Grieß: Wir haben es gehört: Die chinesische Regierung wertet die Währung ab, versucht die Wirtschaft zu stützen. Wie groß muss die Not sein, damit diese Karte gespielt wird?
Schmidt: Wenn Sie sich die langfristige, etwas langfristigere Entwicklung des Wechselkurses anschauen, dann sehen Sie, es gibt keinen besonderen Anlass zur Beunruhigung. Dass da eine administrative Veränderung des Wechselkurses stattgefunden hat, jetzt in den letzten zwei Tagen, ändert die Situation auf Sicht eines Jahres kaum. Denn die chinesische Währung hat im Laufe des letzten Jahres gewaltig aufgewertet.
Grieß: Und das ist dann nur eine nachgeholte Wiederabwertung, um einen alten Stand zu erreichen?
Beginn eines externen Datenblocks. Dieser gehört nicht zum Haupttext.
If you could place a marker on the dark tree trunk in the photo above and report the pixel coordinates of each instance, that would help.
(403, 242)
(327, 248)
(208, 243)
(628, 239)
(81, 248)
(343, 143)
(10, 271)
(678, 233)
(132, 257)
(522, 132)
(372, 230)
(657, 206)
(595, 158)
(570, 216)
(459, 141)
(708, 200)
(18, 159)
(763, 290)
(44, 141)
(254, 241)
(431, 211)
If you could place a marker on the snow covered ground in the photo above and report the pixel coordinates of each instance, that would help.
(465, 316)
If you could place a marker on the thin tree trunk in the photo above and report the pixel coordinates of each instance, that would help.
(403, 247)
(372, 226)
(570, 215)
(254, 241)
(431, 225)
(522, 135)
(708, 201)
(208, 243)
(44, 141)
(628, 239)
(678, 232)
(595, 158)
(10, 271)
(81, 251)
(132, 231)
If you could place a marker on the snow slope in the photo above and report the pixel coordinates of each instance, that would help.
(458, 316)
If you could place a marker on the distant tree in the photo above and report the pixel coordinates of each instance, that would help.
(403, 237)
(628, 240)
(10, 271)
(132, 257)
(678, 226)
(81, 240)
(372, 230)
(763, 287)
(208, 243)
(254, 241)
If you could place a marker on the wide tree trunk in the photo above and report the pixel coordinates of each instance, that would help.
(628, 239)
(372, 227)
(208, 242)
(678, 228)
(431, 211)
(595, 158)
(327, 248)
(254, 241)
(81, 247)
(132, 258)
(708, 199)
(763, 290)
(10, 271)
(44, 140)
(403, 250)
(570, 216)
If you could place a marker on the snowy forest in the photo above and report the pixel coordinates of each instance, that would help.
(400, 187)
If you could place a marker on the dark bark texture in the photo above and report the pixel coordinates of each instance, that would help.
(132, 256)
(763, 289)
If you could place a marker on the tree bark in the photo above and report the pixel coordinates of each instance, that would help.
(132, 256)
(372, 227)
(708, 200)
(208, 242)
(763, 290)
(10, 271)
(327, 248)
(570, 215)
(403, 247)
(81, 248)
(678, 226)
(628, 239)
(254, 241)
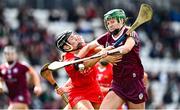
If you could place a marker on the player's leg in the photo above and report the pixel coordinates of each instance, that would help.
(84, 105)
(95, 105)
(111, 101)
(16, 106)
(136, 106)
(67, 107)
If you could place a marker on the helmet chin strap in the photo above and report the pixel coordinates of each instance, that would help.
(71, 47)
(116, 31)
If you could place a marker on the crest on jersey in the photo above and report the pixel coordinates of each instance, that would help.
(3, 71)
(141, 96)
(15, 70)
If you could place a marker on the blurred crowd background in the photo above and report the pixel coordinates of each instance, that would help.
(32, 25)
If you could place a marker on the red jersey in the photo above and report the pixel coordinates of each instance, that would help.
(84, 84)
(15, 79)
(128, 73)
(104, 75)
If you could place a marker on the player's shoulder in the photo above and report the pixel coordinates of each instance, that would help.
(105, 34)
(22, 63)
(2, 66)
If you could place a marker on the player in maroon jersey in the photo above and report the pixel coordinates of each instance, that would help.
(13, 73)
(127, 85)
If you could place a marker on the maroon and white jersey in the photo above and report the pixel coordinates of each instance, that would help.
(16, 81)
(129, 72)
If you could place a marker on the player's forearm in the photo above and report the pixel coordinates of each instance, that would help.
(84, 51)
(91, 62)
(126, 48)
(36, 79)
(0, 84)
(68, 82)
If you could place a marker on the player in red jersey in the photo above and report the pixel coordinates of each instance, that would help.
(13, 73)
(85, 92)
(104, 75)
(127, 85)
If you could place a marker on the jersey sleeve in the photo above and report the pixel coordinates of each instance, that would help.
(134, 35)
(103, 39)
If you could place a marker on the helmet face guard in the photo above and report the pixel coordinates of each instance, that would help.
(62, 40)
(114, 14)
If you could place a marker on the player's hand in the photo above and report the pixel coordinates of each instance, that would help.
(37, 90)
(59, 91)
(113, 59)
(45, 68)
(1, 90)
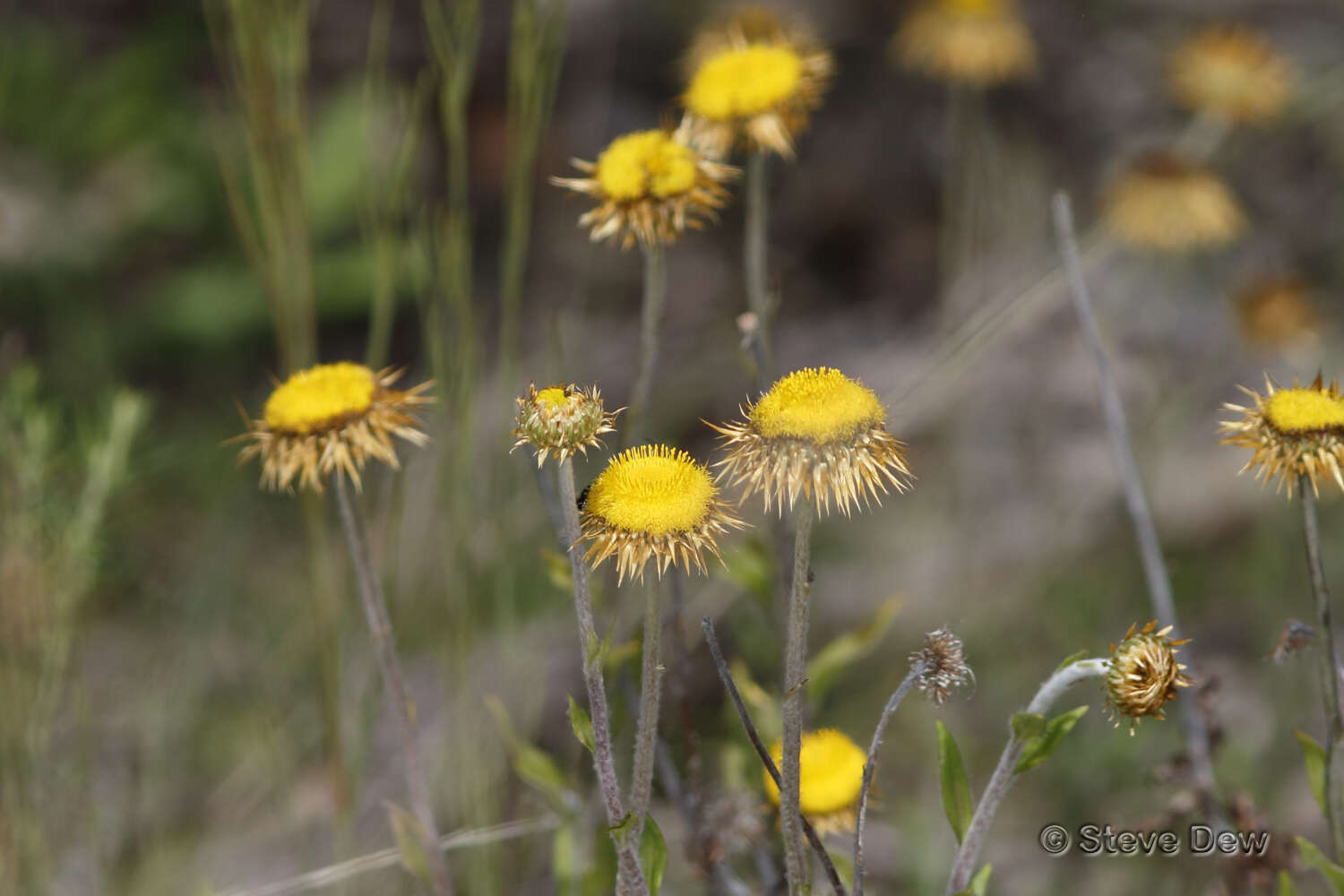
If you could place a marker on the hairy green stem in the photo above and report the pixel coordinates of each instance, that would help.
(1328, 665)
(1005, 774)
(381, 630)
(650, 322)
(629, 874)
(795, 694)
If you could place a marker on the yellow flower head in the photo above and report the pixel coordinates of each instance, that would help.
(1295, 432)
(1230, 72)
(564, 419)
(1277, 314)
(830, 778)
(972, 42)
(650, 185)
(330, 419)
(816, 433)
(1166, 203)
(653, 503)
(753, 82)
(1144, 675)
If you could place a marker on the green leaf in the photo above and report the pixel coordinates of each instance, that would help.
(410, 840)
(956, 790)
(1314, 857)
(1038, 748)
(1314, 755)
(582, 724)
(1072, 659)
(1027, 726)
(653, 855)
(825, 668)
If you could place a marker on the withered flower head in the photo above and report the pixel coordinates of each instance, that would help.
(1293, 432)
(331, 418)
(830, 780)
(816, 433)
(753, 82)
(1168, 203)
(1233, 73)
(564, 419)
(972, 42)
(1277, 314)
(1144, 673)
(653, 503)
(650, 185)
(943, 665)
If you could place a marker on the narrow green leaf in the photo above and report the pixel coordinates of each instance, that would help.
(1317, 860)
(1314, 755)
(653, 855)
(1027, 726)
(1038, 748)
(952, 777)
(581, 723)
(1072, 659)
(410, 840)
(980, 883)
(828, 664)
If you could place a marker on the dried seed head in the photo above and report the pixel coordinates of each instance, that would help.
(943, 665)
(564, 419)
(1144, 675)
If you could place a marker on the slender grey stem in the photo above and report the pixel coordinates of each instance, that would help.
(1004, 774)
(647, 729)
(381, 629)
(629, 874)
(1150, 549)
(870, 766)
(650, 322)
(795, 692)
(754, 258)
(1328, 662)
(726, 677)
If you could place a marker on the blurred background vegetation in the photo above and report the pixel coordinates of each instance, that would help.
(194, 199)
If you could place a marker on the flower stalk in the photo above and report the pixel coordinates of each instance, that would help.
(629, 874)
(381, 630)
(1328, 664)
(1004, 771)
(795, 692)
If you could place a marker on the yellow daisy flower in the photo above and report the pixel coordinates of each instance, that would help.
(1167, 203)
(753, 82)
(1144, 675)
(331, 418)
(650, 185)
(653, 503)
(830, 780)
(564, 419)
(973, 42)
(1230, 72)
(1277, 314)
(816, 433)
(1293, 432)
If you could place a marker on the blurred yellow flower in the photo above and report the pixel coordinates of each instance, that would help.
(830, 778)
(650, 185)
(1167, 203)
(331, 418)
(816, 433)
(972, 42)
(1230, 72)
(753, 82)
(653, 503)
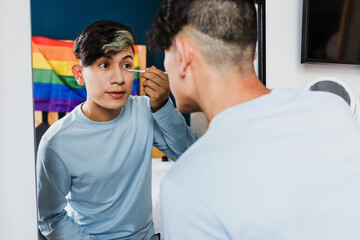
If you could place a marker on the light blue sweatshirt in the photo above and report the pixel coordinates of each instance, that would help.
(284, 166)
(105, 169)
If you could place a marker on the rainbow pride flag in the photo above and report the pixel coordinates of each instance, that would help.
(55, 87)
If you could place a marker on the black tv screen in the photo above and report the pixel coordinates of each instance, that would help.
(331, 31)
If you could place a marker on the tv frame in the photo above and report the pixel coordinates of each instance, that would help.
(305, 38)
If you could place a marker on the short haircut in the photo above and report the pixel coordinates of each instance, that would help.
(225, 30)
(102, 39)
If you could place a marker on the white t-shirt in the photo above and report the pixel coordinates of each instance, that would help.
(283, 166)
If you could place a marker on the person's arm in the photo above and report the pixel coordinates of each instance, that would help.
(53, 184)
(184, 216)
(171, 134)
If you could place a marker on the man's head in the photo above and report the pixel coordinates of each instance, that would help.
(224, 32)
(102, 39)
(105, 52)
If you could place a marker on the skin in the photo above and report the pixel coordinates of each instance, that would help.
(109, 84)
(198, 86)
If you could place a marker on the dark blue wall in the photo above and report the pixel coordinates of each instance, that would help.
(66, 19)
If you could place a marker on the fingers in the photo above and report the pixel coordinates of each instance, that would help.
(152, 85)
(155, 74)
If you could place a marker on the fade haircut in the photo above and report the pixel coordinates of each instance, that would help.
(224, 30)
(102, 39)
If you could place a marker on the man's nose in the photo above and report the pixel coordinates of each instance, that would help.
(117, 76)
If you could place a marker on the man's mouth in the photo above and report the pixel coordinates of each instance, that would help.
(116, 94)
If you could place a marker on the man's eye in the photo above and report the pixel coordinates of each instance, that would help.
(127, 65)
(104, 65)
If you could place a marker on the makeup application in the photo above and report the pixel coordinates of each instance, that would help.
(139, 71)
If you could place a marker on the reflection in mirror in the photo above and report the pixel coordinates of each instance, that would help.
(94, 134)
(93, 179)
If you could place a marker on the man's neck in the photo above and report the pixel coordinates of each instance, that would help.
(229, 90)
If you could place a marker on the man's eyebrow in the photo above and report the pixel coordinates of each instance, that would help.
(128, 56)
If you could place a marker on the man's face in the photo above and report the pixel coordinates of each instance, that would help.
(108, 83)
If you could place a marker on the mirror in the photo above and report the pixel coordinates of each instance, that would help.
(66, 19)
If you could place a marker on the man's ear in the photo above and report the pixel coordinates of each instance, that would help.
(184, 50)
(77, 71)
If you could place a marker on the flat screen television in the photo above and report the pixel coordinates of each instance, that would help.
(331, 31)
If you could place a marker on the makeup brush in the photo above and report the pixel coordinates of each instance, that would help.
(135, 70)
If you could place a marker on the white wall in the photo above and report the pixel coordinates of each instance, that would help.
(283, 49)
(17, 168)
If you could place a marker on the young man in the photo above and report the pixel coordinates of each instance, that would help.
(274, 164)
(99, 155)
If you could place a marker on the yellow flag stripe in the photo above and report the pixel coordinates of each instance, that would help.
(59, 67)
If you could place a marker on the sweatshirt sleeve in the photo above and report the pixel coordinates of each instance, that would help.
(53, 184)
(171, 133)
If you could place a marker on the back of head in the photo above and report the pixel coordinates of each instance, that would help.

Schmidt: Nein, viel weniger. Das ist eine Korrektur, die die Veränderung gegenüber einem Jahr vorher um, sagen wir, ein Viertel wieder korrigiert.
Grieß: Dann ist die Erwartung falsch, die Erwartung, die im Westen viele hegen, dass die chinesische Exportwirtschaft durch diesen Schritt wieder auf Touren komme?
"Wird der chinesischen Wirtschaft gut tun"
Schmidt: Na ja, im Vergleich zu der Situation von vor drei Monaten ist das schon zu erwarten, dass die Exportwirtschaft in China einen Aufschwung erlebt und die Importe nach China damit ein bisschen teurer werden, was der heimischen chinesischen Wirtschaft wahrscheinlich gut tun wird. Aber wie gesagt, die langfristige - bei Wechselkursen ist ein Jahr schon lang -, die langfristige Entwicklung zeigt, dass ist nur eine kleine, nur eine partielle Korrektur.
Grieß: Die langfristige Entwicklung schätzt der IWF, der Internationale Währungsfonds - wir haben es gerade in dem Beitrag des Kollegen Rimmele gehört - so ein, dass China seine Währung künftig nicht mehr fest bindet an den Dollar, sondern - so wie der Euro - frei schwankt. Sehen Sie diese Entwicklung auch?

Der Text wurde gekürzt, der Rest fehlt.